Few things can be worse than hearing that your 2-year-old daughter has an inoperable brain tumour.

Pat and Kathie Wilkes did what they had to do - sat with Eilish through countless hours of radiotherapy and chemotherapy, supported each other and their two grown children, and got on with life.

Eilish, now 13, is battling on. Her tumour shrinks and then grows again, but she is being home-schooled, and is particularly keen on her singing lessons every Saturday.

And Mr Wilkes now uses his experience to help other children with cancer and provide support for their families, through the Child Cancer Foundation.

One such family was that of Tracy and Andy Cratchley, who had a child with cancer.

Mrs Cratchley has nominated Mr Wilkes for the Herald unsung heroes series, which recognises the work people do in their communities. Five nominees will be chosen to go on a P&O cruise.

Mr Wilkes has been chairman of the Auckland regional committee of CCF for three years. He serves on the national board, but he particularly enjoys taking part in the CCF scholarship system.

Children with cancer often fall behind at school and may develop difficulties with their vision.

A scholarship can help the family provide some assistance specific to the child to improve their life experience, which is why young Eilish is receiving singing lessons.

Every Tuesday evening, Mr Wilkes and his son Dan go to Browns Bay to collect surplus bread from a bakery. They parcel it up and deliver it to families in need, with any leftovers going to the oncology ward at Starship hospital.

While sick children are fed in hospital, their families are not, and it is not always easy to organise a meal from a bedside, or to find something to entice a sick child to eat.

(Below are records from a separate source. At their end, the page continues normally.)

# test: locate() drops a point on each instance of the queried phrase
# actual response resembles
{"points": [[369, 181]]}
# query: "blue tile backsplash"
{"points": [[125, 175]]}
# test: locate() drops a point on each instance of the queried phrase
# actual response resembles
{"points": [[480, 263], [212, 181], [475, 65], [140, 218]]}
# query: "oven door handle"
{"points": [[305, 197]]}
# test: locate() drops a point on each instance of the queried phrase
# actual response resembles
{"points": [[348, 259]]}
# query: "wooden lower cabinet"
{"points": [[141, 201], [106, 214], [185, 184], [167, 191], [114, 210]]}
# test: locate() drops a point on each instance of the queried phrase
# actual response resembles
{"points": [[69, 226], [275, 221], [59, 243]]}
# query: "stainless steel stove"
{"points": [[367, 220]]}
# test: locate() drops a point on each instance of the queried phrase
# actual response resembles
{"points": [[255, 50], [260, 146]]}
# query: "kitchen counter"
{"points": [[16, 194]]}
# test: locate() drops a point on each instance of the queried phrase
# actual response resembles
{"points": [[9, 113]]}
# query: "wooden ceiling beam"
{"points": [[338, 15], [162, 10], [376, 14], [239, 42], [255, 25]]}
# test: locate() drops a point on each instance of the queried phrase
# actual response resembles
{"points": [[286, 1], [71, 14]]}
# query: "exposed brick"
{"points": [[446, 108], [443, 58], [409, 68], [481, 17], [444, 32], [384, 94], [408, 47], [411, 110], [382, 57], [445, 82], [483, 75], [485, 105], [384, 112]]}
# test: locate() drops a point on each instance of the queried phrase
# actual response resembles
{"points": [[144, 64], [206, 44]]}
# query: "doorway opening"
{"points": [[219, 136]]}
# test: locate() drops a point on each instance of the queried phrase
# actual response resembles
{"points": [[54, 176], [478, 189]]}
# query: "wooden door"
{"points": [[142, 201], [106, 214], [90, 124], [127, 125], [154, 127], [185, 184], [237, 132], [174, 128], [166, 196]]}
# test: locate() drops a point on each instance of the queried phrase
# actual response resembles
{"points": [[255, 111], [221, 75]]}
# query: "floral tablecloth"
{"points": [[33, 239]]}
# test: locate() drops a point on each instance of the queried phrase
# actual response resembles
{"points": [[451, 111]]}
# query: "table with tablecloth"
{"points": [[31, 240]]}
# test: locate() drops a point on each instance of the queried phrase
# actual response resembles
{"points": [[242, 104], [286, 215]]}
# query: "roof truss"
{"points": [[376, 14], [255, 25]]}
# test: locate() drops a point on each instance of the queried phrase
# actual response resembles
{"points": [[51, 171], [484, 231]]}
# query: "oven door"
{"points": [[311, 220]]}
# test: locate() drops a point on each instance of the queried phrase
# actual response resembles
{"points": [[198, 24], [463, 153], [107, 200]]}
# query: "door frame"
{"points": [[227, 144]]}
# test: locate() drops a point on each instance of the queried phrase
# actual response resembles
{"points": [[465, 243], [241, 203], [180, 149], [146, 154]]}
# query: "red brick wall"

"Oncology nurses have told me that if a sick child, on chemotherapy for example, can be tempted by a sticky bun or a sweet cake, that is great," says Mr Wilkes. "Anything they can keep down is food."

Mr Wilkes works for a company that makes quilting for mattress tops. With his contacts in the industry, and the help of local carrying companies, he supplied new, good-quality beds to more than 200 children within his first two years of involvement with CCF.

"Treatment for cancer can be destructive to the immune system, so these kids need a clean bed with no bugs," says Mr Wilkes.

More than 150 children are diagnosed with cancer every year in New Zealand, and the cost to the family can be enormous, both emotionally and financially. Parents may have to give up time at work, and there are often drugs to be paid for.

"But even if I lost my job, I'd still do the bread run," says Mr Wilkes. "That's the real hands-on stuff that helps."